Chi è l’amica geniale? Condivido la lettura data da Antonella Lattanzi su "La Stampa":

"L’amica geniale di Elena Ferrante è una, Elena-e-Lila: corpo bicefalo o, al contrario, due corpi con un unico cervello. Controverso e incoerente, violento e docile, volitivo e svogliato – come del resto tutti noi?".

In questo volume la Ferrante riesce a narrare come mai prima d’ora l’evoluzione, la metamorfosi dei personaggi. Chiude perfettamente il cerchio, raccontando dei cicli: l’amicizia tra Lina e Lenù, la loro maturità, i loro amori, i rapporti familiari, una Napoli che muta sotto ai loro occhi e che cambia gli equilibri del rione che ci ha accompagnato in queste oltre 1.000 pagine della saga.

Ogni partecipante della storia, alla fine, ha trovato pace: chi nella morte, chi in se stesso, chi in un altrove, quell’altrove in cui Lila si muove, in ombra, lasciando tracce di sé, come la scatola contenente due bambole dal sapore di muffa. E’ stato proprio il momento in cui abbiamo conosciuto quelle due bambole l’inizio di una splendida, dolorosa e geniale amicizia, che ci lascia con una forte commozione, quella di aver letto una storia d’amore intensa, che in bilico tra odi et amo, è arrivata dritta al cuore, quella tra due bambine di un rione napoletano che diventano grandi insieme, affrontando le avversità della vita con coraggio e appartenendosi, nonostante tutto.

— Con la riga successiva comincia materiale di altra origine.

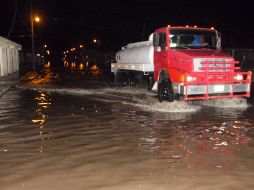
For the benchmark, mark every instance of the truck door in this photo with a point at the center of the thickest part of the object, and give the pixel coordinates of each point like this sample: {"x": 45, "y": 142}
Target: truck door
{"x": 160, "y": 53}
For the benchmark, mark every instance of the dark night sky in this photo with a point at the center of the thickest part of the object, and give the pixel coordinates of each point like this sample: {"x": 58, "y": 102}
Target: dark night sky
{"x": 67, "y": 23}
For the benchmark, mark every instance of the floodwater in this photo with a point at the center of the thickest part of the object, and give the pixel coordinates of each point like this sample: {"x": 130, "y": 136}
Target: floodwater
{"x": 62, "y": 135}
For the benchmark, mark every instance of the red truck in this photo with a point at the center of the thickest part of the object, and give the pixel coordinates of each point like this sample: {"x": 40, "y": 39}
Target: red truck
{"x": 182, "y": 63}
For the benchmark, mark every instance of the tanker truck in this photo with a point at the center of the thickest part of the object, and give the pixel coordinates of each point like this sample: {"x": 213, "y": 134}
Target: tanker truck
{"x": 182, "y": 63}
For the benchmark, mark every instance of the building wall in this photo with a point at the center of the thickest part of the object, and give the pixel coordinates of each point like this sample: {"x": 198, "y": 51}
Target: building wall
{"x": 9, "y": 57}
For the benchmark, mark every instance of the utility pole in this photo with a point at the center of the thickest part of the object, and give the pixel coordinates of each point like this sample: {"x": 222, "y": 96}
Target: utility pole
{"x": 32, "y": 33}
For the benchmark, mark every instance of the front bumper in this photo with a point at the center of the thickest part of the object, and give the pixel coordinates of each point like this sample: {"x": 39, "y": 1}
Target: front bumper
{"x": 214, "y": 89}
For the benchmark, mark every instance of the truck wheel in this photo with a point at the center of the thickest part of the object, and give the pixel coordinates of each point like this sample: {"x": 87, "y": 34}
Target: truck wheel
{"x": 165, "y": 91}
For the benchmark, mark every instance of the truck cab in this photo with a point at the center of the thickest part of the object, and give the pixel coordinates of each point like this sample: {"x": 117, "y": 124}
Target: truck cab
{"x": 189, "y": 63}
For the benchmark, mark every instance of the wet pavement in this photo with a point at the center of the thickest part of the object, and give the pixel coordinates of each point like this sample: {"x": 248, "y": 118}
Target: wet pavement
{"x": 78, "y": 131}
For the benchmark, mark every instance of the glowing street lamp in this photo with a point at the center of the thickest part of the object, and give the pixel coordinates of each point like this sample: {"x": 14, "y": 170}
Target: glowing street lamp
{"x": 34, "y": 19}
{"x": 97, "y": 41}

"Lila aveva finito per chiamare sua figlia col nome della mia amatissima bambola, quella che, da piccola, lei stessa aveva gettato in fondo a uno scantinato. Fu la prima volta, ricordo, che ci fantasticai sopra, ma non ressi a lungo, mi affacciai su un pozzo scuro con qualche scintillio di luce e mi ritrassi. Ogni rapporto intenso tra esseri umani è pieno di tagliole e se si vuole che duri bisogna imparare a schivarle. Lo feci anche in quella circostanza e alla fine mi sembrò di essermi solo imbattuta in un’ennesima prova di quanto fosse splendida e tenebrosa la nostra amicizia".

Questa storia è come un vaso che trabocca ed è un continuum di opposti: luce-ombra, vita-morte, amore-odio, vicinanza-lontananza. La dicotomia esplode nel momento in cui Lenù scrive "Un’amicizia" per suggellare il rapporto con Lina e renderlo immortale e quest’ultima scompare, forse

"aveva rotto gli argini e finalmente intendeva girare il mondo ormai non meno piccolo del suo, vivendo in vecchiaia, secondo una nuova verità, la vita che in gioventù le avevano vietato e si era vietata".

Questa è una storia di verità.

"A differenza che nei racconti, la vita vera, quando è passata, si sporge non sulla chiarezza ma sull’oscurità. Ho pensato: ora che Lila si è fatta vedere così nitidamente, devo rassegnarmi a non vederla più".